Since the kitchen is in limbo 'til the concrete trenches-cum-litterbox get filled (the concrete guys failed to bring the appropriate stuff for cutting a big straight line today), I've been preparing the family room and part of the living room for painting. What you're looking at below is kind of the back of the living room where the "dry bar" I hacked out was. There was all kinds of wallpaper residue nightmare there, which is why I didn't paint it with the rest of the room. You can't tell in the pic, but the narrow bottom section of the wall was a total tragedy with odd layers of weaved wallpaper and some kind of uneven plaster or drywall compound. I removed as much as I could and then rebuilt the wall there with lots of layers of drywall mud. It's taken me days of "apply mud, come back tomorrow, sand, more mud, repeat", but it's finally smooth and ready for paint. Yikes.

Moving along essentially the same wall, we have the family room, which as you can see, is still a lovely shade of shit brown, surely selected to make it difficult for the future homeowner to paint white. Hey, thanks! Anyhow, today I ripped out the grubby baseboards as well as the quarter round. My plan is to re-use the quarter round because it's stained to match the wood floor and not in bad shape, but I didn't account for all the little brads sticking out of it that are relatively impossible to remove. Not sure how that's gonna work out. Regardless, I'll buy new baseboards and probably paint them before I install them, which makes things look very tidy when installed. The big white glops on the wall are drywall mud where I patched various stupidity (i.e. random holes, phone jacks I'll never use). There's also a light switch that turns an outlet on and off that I'm gonna remove. Of course it's next to two other light switches, but not really aligned in any visually pleasing way. I'll never have a lamp on this side of the room anyway, so I'm gonna cut the wall, yank out the box and switch and wire the wires permanently in "on" position (resulting in a standard outlet) inside a small utility box that lives completely inside the wall. Then I'll patch the wall, do my magic and no one will ever know it was there. 

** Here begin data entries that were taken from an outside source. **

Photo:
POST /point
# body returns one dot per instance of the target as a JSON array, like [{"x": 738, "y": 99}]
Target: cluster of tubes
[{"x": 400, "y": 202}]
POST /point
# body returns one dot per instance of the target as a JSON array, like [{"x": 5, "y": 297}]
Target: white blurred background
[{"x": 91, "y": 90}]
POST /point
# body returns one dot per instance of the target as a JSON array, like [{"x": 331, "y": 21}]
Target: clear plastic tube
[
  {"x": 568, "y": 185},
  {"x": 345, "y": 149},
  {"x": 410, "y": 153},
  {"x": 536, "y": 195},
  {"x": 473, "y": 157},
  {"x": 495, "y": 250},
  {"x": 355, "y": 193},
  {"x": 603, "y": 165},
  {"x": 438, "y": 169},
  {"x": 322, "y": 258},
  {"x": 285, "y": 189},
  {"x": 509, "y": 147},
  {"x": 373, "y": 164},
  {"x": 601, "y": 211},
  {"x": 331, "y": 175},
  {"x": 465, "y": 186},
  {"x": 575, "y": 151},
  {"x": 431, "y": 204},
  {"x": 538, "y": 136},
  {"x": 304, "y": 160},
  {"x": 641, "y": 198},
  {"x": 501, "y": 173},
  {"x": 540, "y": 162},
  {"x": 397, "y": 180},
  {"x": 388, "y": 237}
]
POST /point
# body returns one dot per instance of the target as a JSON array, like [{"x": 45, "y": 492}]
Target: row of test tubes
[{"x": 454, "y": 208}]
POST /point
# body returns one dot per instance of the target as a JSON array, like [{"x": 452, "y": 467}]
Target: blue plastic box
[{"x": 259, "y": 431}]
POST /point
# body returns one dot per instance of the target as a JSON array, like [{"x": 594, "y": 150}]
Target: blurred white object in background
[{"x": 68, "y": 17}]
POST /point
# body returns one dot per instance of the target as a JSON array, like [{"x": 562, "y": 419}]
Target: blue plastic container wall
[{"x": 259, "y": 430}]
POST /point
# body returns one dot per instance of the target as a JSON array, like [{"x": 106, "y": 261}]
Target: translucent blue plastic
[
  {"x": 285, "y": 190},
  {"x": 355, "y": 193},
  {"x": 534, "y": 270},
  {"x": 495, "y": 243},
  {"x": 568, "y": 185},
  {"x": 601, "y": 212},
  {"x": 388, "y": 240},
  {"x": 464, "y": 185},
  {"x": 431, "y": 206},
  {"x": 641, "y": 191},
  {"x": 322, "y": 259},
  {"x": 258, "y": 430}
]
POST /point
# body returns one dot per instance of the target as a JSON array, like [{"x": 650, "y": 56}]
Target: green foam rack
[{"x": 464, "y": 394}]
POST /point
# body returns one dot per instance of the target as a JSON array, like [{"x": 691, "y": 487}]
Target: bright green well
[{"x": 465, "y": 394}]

The walls in here will be the same white as the rest of the house, but I'm going to cover one wall in stained 1/4" Luan panels for authentic Eichler home awesomeness. If it works out ok, I'll probably do more wood walls in other parts of the house (hall and/or foyer). I also have to replace all the cheeseball beige two-prong outlets with black w/brushed silver plate loveliness. The super biggie project in here will be knocking out the entire bay window thing and replacing it with a sliding glass door, but that's a Keith the Handyman deal there. Not sure when I'm doing it, but the pool is currently rockin', and not having direct access to it is el sucko.